Altro che modernità, come ha dichiarato quel pagliaccio di Sacconi, quello che volevano era tornare alle condizioni di lavoro dell’800.

Ma hanno avuto la loro risposta, non si tratta solo di dignità come molti a sinistra hanno osservato. Quello che abbiamo visto a Pomigliano è qualcosa di più, si tratta di coscienza di classe.

Sentire sulle proprie spalle la responsabilità di rappresentare gli interessi della propria classe, dare una risposta agli operai polacchi di Tichy (che recentemente gli avevano scritto una lettera che è circolata in rete) per dire che gli operai di Pomigliano non se ne infischiano di loro, come non sono insensibili al fatto che se la Fiat passa a Pomigliano, dal giorno dopo quell’accordo capestro sarebbe dilagato in tutto il gruppo e in tutte le fabbriche del paese, come già si sta tentando alla Indesit.

Poi c’è la fatica, che era già tanta con i ritmi attuali e che verrebbe intensificata proponendo delle metriche di lavoro, condannate persino dall’Ue e che vorremmo far provare a tanta bella gente come Sacconi, Veltroni e quei dirigenti del Pd che fanno appello al senso di responsabilità.
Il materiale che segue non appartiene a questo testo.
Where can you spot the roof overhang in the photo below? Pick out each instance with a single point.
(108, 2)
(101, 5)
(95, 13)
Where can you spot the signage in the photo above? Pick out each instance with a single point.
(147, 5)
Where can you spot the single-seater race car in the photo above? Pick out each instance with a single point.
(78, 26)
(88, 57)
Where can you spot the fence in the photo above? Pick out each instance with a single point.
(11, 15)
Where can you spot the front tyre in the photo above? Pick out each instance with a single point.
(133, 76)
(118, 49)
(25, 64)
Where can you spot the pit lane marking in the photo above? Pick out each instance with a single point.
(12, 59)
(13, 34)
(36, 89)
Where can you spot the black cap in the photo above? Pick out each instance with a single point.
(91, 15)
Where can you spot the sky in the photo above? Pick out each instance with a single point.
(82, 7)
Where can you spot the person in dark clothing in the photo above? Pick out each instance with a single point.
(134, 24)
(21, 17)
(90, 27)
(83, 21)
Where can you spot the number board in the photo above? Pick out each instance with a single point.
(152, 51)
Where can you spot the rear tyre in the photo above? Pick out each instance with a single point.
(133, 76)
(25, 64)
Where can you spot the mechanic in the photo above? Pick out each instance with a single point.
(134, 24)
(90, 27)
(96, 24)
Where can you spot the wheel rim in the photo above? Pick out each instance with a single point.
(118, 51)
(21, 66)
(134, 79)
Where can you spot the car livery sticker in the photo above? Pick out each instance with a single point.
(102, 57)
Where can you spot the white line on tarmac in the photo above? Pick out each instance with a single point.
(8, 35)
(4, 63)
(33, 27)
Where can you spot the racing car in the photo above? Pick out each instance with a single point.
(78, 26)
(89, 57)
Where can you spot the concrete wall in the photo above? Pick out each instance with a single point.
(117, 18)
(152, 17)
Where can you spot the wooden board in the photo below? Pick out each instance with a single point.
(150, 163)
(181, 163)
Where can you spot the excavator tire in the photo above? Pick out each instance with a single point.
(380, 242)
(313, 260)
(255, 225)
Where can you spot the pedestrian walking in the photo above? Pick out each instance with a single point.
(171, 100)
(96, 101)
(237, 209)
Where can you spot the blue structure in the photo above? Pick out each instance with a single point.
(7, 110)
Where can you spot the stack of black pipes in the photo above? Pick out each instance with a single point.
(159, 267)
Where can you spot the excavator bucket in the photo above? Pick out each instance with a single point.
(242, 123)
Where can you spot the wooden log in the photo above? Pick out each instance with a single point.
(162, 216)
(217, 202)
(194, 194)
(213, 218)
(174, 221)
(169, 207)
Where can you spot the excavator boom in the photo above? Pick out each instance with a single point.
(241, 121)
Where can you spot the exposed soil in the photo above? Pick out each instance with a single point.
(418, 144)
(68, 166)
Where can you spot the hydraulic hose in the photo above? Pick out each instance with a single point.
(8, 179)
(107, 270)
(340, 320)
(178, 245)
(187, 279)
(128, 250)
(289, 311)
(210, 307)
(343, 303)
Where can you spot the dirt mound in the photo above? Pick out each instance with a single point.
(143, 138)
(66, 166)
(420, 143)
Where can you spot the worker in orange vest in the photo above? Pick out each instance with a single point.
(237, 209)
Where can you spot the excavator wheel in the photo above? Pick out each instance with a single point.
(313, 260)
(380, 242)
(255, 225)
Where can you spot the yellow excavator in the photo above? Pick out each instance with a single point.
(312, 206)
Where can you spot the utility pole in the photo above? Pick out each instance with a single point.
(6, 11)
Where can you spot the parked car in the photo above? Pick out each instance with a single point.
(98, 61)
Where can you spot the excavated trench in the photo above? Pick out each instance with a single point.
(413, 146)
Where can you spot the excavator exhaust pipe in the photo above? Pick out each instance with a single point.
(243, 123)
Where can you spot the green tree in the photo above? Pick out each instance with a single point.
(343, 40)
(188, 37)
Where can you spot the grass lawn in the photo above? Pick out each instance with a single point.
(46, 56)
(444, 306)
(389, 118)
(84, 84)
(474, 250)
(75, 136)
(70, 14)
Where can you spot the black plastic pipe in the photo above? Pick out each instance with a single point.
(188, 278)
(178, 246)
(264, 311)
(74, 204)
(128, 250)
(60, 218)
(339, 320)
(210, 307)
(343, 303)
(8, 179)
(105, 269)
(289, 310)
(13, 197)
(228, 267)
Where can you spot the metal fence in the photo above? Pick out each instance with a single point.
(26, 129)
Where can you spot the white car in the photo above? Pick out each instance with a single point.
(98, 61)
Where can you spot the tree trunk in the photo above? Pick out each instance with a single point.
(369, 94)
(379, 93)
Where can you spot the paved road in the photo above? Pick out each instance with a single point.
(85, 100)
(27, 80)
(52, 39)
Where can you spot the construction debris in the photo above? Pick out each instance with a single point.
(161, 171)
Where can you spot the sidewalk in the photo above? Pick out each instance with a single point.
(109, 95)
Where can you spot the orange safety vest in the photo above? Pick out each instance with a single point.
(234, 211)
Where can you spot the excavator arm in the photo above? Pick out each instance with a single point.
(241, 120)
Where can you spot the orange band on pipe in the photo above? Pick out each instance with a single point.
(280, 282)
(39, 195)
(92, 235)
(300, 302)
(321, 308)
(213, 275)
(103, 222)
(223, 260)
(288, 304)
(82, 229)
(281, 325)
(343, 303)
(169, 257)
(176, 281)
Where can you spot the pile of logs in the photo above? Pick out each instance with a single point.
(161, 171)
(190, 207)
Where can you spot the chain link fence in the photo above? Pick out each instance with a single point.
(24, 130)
Per tutte queste ragioni i lavoratori si sono stretti attorno alla Fiom che non solo ha dovuto resistere alla pressione padronale e alla logica della competizione globale, ma ha dovuto contrastare anche le pressioni che venivano dall’interno dell’organizzazione, dai vertici della Cgil.

Uno degli aspetti peggiori di tutta questa vicenda non sono solo le dichiarazioni di Epifani (“penso che i lavoratori andranno a votare e voteranno Sì”), ma il fatto che ancor prima che si tenesse l’attivo con i lavoratori di Pomigliano, il segretario regionale della Cgil, Michele Gravano e quello provinciale, Peppe Errico si siano schierati per il SI’ al referendum.

L’azienda non ha mancato di fotocopiare il loro comunicato e distribuirlo a tutti i lavoratori per dirgli che anche la Cgil li invitava a votare a favore dell’accordo. Quest’oggi viene pubblicata sul Manifesto un’intervista a Michele Gravano nella quale accusa di “infantilismo politico” la Fiom e nella quale viene sostenuta la tesi che il referendum è “un atto di democrazia” che va valutato attentamente. Forse Gravano dovrebbe valutare attentamente qual è il contesto “democratico” in cui si è svolto il referendum.

La repressione aziendale

La gestione della campagna referendaria da parte dell’azienda è stata di tipo militare. Da informazioni che sono filtrate da alcuni capi-reparto “progressisti” sono state fatte delle vere e proprie liste di proscrizione tese all’isolamento dei delegati e dei lavoratori più “riottosi”.

In fabbrica è stato orchestrato un clima di terrore, con minacce di rappresaglia individuale. I lavoratori hanno ricevuto a casa il dvd e lettere minatorie con i termini dell’accordo. Durante il voto c’erano i maxischermi che proiettavano gli interventi dei dirigenti Fiat sulla bontà del patto sottoscritto.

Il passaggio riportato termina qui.